Soccer in Australia
- Season: 1933

= 1933 in Australian soccer =

The 1933 season was the 50th season of regional competitive soccer in Australia.

==National teams==

===Australia men's national soccer team===
Australia began 1933 with the first of their three-match series hosting New Zealand at Brisbane Cricket Ground on 5 June with all eleven starting players making their national team debuts and George Smith as captain on debut. They won the match 4–2 with George Smith and Hec Gorring both scoring two goals. With twelve days rest until the second match at Sydney Cricket Ground on 17 June, it saw four further debutants Ian Davidson, Jack Hughes, Frank Smith, and Tom Tennant; and was won by Australia 6–4 thanks to a George Smith hat-trick (the first ever Australia men's national team hat-trick), and further goals by Roy Crowhurst, Alec Cameron and Jack Hughes. The third and final match of the series was again played at Sydney Cricket Ground on a week later on 24 June, where Bill Edwards, Frank Laidlaw, Jimmy Osborne, and Jack Taylor made their Australia debut as Australia won 4–2 through a brace by George Smith, with Bill Edwards scoring on debut alongside Roy Crowhurst in his third match. Australia finished the series with three wins out of three matches.

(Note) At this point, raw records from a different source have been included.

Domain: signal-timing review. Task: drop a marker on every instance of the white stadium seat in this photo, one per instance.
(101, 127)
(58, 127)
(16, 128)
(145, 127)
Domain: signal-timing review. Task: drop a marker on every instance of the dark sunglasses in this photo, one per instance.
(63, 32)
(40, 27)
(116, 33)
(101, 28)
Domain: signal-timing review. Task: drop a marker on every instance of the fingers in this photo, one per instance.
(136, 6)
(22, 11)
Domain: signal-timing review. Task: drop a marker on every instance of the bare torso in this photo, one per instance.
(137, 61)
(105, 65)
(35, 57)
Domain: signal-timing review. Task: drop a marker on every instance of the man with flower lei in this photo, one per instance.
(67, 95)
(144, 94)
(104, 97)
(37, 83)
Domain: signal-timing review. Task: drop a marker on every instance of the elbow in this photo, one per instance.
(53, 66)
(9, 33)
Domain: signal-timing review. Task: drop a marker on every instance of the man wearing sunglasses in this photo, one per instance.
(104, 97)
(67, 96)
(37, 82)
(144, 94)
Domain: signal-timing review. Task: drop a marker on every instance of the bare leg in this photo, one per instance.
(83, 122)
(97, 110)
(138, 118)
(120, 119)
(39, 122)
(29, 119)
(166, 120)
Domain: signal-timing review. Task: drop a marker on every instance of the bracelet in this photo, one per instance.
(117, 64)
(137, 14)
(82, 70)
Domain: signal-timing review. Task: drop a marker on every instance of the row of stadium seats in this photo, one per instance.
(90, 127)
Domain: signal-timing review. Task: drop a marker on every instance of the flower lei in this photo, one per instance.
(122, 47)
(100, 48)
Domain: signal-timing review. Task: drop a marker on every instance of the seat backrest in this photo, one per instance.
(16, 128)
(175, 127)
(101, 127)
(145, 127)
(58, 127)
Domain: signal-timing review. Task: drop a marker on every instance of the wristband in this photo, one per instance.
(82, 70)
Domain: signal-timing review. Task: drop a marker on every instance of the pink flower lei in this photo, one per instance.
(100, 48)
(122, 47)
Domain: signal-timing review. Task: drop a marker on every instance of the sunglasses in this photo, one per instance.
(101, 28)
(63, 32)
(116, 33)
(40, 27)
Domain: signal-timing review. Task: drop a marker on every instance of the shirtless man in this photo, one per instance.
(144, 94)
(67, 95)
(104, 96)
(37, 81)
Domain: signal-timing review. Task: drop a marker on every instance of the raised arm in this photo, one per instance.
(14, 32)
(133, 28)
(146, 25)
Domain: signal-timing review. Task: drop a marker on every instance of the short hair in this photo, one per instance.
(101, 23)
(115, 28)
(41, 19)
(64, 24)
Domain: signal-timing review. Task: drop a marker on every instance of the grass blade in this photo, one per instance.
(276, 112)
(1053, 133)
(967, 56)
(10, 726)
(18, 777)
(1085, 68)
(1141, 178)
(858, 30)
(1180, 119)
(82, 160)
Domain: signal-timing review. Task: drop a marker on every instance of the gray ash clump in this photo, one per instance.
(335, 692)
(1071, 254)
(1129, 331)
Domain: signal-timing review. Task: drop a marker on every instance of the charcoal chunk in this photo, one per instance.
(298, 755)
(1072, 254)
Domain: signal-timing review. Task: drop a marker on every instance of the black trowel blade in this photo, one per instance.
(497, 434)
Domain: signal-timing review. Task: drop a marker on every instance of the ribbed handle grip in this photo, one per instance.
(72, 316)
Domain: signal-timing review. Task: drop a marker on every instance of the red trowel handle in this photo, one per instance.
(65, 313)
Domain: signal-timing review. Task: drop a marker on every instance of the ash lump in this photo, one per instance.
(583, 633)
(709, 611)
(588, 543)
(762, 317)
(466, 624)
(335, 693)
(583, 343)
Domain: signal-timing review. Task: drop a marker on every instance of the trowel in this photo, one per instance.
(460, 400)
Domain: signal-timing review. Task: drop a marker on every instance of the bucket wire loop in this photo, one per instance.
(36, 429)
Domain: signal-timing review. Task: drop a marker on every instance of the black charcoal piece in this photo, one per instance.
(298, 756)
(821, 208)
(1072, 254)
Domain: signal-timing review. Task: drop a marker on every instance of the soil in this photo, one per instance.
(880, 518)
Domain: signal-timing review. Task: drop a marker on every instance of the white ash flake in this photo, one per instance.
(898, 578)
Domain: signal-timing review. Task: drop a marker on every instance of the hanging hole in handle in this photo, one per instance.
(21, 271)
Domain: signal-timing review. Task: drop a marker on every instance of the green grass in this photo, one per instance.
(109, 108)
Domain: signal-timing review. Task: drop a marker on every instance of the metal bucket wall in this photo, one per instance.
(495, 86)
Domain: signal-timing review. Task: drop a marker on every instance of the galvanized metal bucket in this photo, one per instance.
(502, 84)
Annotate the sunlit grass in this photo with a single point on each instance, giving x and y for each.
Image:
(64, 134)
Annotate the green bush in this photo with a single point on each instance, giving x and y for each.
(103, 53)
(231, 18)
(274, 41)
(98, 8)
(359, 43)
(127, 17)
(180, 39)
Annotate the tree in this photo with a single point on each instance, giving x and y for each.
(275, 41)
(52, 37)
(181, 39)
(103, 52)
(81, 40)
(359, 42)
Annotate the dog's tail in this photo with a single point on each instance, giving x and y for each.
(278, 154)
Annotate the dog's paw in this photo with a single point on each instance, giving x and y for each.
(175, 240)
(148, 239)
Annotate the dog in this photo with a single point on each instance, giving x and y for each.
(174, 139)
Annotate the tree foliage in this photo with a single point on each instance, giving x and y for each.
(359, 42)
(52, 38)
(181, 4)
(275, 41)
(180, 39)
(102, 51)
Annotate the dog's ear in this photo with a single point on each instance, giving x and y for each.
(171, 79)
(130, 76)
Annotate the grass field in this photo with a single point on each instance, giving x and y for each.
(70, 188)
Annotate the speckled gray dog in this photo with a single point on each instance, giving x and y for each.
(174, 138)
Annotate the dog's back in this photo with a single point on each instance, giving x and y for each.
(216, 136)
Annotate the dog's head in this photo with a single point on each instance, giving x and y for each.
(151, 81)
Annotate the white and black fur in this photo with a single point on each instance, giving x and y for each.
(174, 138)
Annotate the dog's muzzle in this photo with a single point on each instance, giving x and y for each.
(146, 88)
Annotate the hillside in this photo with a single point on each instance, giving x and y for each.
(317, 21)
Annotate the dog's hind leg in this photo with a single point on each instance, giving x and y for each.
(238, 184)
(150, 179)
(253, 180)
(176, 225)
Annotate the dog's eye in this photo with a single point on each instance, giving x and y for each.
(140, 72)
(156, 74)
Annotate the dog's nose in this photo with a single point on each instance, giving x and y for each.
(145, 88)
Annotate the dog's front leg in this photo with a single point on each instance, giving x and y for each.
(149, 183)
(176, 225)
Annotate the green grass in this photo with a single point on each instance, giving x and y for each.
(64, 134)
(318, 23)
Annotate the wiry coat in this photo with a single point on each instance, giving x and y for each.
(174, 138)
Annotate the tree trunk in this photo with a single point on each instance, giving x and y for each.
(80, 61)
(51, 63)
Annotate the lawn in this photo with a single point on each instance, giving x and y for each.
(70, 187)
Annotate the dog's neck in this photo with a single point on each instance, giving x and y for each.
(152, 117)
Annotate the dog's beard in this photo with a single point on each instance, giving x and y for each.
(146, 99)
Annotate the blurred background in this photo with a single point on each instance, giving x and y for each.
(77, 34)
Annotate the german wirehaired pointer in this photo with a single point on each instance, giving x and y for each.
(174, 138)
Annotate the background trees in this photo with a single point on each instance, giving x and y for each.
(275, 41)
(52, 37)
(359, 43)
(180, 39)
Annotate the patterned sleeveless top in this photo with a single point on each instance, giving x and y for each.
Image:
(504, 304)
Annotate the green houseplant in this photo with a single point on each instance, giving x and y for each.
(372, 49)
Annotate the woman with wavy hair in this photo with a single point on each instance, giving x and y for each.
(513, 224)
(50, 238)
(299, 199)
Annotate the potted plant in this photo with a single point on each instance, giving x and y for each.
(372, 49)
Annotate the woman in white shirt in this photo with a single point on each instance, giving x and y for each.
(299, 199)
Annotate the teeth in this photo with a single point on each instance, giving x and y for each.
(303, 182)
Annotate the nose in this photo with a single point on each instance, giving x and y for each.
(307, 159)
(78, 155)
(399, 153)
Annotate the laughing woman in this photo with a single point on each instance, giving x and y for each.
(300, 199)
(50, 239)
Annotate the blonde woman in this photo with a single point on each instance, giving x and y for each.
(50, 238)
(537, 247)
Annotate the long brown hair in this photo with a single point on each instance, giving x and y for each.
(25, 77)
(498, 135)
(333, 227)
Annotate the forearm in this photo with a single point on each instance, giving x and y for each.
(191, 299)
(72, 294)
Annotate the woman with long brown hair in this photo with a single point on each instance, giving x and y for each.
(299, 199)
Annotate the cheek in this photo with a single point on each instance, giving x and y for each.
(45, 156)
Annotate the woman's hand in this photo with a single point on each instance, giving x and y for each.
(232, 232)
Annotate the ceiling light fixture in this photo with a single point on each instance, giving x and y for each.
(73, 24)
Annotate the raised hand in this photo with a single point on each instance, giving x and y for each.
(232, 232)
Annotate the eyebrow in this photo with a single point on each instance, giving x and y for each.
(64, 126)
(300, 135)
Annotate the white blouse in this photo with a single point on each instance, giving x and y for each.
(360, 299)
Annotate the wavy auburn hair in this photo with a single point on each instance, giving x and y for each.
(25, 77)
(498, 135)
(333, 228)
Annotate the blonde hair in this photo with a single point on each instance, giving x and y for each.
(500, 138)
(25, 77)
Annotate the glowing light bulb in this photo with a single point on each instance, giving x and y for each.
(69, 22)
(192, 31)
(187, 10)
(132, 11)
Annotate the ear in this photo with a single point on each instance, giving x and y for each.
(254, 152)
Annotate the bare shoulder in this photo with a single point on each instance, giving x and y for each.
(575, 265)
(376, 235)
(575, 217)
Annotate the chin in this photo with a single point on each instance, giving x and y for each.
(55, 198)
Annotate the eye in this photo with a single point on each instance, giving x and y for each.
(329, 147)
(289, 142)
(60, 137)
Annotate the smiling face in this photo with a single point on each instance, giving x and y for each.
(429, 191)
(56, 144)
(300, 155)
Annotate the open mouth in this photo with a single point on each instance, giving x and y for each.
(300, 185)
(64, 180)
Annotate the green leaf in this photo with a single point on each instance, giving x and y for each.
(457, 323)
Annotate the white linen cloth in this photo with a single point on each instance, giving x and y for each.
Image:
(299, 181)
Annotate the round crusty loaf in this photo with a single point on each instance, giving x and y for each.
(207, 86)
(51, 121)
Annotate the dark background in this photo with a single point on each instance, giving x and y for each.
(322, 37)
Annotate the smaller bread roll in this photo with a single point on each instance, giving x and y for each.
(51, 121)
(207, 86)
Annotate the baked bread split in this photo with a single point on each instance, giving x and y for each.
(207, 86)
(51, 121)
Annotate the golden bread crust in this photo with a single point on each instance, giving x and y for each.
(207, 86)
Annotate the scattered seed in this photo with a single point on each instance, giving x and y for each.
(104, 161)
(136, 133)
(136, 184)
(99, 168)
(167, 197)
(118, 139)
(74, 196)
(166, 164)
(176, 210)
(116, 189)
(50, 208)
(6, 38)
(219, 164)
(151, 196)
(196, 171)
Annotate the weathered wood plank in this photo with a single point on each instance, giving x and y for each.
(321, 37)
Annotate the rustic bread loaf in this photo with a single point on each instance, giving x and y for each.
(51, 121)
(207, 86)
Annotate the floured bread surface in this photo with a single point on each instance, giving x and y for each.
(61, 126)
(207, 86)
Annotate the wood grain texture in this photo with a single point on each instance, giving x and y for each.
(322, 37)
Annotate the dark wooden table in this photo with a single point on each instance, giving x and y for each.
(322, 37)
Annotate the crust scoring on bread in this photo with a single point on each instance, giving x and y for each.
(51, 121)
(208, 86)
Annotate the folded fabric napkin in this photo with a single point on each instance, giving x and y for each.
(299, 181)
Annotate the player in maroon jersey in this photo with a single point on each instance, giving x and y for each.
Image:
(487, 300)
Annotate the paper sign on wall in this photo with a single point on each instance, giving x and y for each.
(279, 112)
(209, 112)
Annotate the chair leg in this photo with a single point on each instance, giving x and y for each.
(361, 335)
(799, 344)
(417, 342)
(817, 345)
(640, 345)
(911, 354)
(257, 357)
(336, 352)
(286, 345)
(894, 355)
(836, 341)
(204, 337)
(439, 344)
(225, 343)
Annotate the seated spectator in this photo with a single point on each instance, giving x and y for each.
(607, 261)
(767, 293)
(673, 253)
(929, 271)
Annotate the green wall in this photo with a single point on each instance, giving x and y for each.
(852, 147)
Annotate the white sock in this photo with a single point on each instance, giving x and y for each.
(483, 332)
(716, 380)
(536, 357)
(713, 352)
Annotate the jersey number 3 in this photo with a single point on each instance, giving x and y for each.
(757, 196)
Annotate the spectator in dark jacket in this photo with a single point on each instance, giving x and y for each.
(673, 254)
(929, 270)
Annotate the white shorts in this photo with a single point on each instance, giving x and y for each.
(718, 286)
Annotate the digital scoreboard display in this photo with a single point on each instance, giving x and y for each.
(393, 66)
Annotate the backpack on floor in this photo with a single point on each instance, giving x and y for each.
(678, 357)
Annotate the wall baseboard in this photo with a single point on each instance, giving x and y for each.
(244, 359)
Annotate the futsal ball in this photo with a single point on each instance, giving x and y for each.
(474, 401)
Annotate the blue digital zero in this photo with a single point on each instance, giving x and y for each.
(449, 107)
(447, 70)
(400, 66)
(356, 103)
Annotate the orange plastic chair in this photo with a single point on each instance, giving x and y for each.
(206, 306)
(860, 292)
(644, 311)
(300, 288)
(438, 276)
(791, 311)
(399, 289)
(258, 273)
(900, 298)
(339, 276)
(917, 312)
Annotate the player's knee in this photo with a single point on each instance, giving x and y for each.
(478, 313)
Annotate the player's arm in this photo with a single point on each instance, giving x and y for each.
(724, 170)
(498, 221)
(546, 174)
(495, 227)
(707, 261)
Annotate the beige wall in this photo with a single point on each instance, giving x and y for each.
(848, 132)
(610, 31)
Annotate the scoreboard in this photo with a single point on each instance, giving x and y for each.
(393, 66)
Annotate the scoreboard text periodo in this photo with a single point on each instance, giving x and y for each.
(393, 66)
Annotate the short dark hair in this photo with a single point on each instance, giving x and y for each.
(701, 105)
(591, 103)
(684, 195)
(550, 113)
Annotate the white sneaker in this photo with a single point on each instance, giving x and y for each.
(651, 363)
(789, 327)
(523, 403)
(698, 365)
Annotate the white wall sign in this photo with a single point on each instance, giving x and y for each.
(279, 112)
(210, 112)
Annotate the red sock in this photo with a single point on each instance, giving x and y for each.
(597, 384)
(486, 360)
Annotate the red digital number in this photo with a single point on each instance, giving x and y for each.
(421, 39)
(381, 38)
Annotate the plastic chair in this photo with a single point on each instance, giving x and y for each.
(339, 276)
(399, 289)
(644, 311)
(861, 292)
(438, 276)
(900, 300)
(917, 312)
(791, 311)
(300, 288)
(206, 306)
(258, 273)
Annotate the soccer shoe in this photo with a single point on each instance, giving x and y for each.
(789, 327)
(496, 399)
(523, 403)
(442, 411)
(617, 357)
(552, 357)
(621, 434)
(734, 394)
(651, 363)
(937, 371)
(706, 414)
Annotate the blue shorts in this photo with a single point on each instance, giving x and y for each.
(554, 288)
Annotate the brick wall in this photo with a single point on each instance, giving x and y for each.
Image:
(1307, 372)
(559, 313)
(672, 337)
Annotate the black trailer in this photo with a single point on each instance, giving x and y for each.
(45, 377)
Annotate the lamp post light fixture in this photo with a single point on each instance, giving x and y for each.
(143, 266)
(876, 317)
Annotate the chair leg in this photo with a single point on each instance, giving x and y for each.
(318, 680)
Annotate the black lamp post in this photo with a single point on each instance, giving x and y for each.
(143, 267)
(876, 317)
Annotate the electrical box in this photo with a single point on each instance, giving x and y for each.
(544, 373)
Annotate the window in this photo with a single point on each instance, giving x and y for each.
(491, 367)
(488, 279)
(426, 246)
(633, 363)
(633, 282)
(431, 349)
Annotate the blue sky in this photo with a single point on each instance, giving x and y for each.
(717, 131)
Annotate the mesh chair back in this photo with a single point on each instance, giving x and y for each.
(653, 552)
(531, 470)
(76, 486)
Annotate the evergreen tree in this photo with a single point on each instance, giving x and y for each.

====Results and fixtures====

=====Friendlies=====
5 June 1933
AUS 4-2 NZL
  AUS: Smith 20', Gorring 80'
  NZL: Kershaw 55', Chapman
17 June 1933
AUS 6-4 NZL
  AUS: Smith, Crowhurst, Cameron, Hughes
  NZL: Chapman, Kay, Kershaw, Ives
24 June 1933
AUS 4-2 NZL
  AUS: Edwards, Crowhurst, G. Smith
  NZL: Kershaw

====Player statistics====

| Pos. | Player | Apps | Goals |
|---|---|---|---|
| GK | Jimmy McNabb | 3 | 0 |
| FB | Jack Evans | 3 | 0 |
| FB | Frank Laidlaw | 1 | 0 |
| HB | Ian Davidson | 1 | 0 |
| HB | Angus Gibb | 1 | 0 |
| HB | Bert Murray | 1 | 0 |
| HB | Jimmy Osborne | 1 | 0 |
| HB | Charlie O'Connor | 3 | 0 |
| HB | Jock Parkes | 2 | 0 |
| HB | Jack Taylor | 1 | 0 |
| HB | Tom Tennant | 1 | 0 |
| FW | Alec Cameron | 3 | 1 |
| FW | Roy Crowhurst | 3 | 2 |
| FW | Jim Donaldson | 1 | 0 |
| FW | Bill Edwards | 1 | 0 |
| FW | Hec Gorring | 1 | 2 |
| FW | Jack Hughes | 1 | 1 |
| FW | Frank Smith | 2 | 0 |
| FW | George Smith | 3 | 7 |

==League competitions==

| Federation | Competition | Grand Final |  |  | Regular Season |  |  |
| Winners | Score | Runners-up | Winners | Runners-up |
| Federal Capital Territory Soccer Football Association | FCTSA League | Not played |  |  | Not played |  |
| Australian Soccer Association | NSW State League | St George | 0–6 | Wallsend | North: Wallsend South: St George | North: West Wallsend South: Leichhardt Annandale |
| Queensland British Football Association | Brisbane Area League | Latrobe | 4–1 | Toowong | Latrobe | YMCA |
| South Australian British Football Association | South Australia Division One | Not played |  |  | Kingswood | West Torrens |
| Tasmanian Soccer Association | Tasmania Division One | Sandy Bay | 3–0 | Tamar | North: Tamar South: Sandy Bay | North: Invermay United South: South Hobart |
| Anglo-Australian Football Association | Victoria Division One | Not played |  |  | Royal Caledonians | South Yarra |
| Western Australian Soccer Football Association | Western Australia Division One | Not played |  |  | Caledonian | Victoria Park |

==Cup competitions==

| Federation | Competition | Winners | Runners-up | Venue | Result |
|---|---|---|---|---|---|
| Australian Soccer Association | NSW State Cup | St George (1/0) | Cessnock (1/2) |  | 5–3 (R) |
| South Australian British Football Association | South Australian Federation Cup | Port Adelaide (2/2) | West Torrens (3/1) |  | 2–1 |
| Tasmanian Soccer Association | Falkinder Cup | Sandy Bay (5/2) | Cascades (1/1) |  | 6–1 |
| Anglo-Australian Football Association | Dockerty Cup | Brighton (1/0) | St Kilda (3/1) |  | 2–1 |

(Note: figures in parentheses display the club's competition record as winners/runners-up.)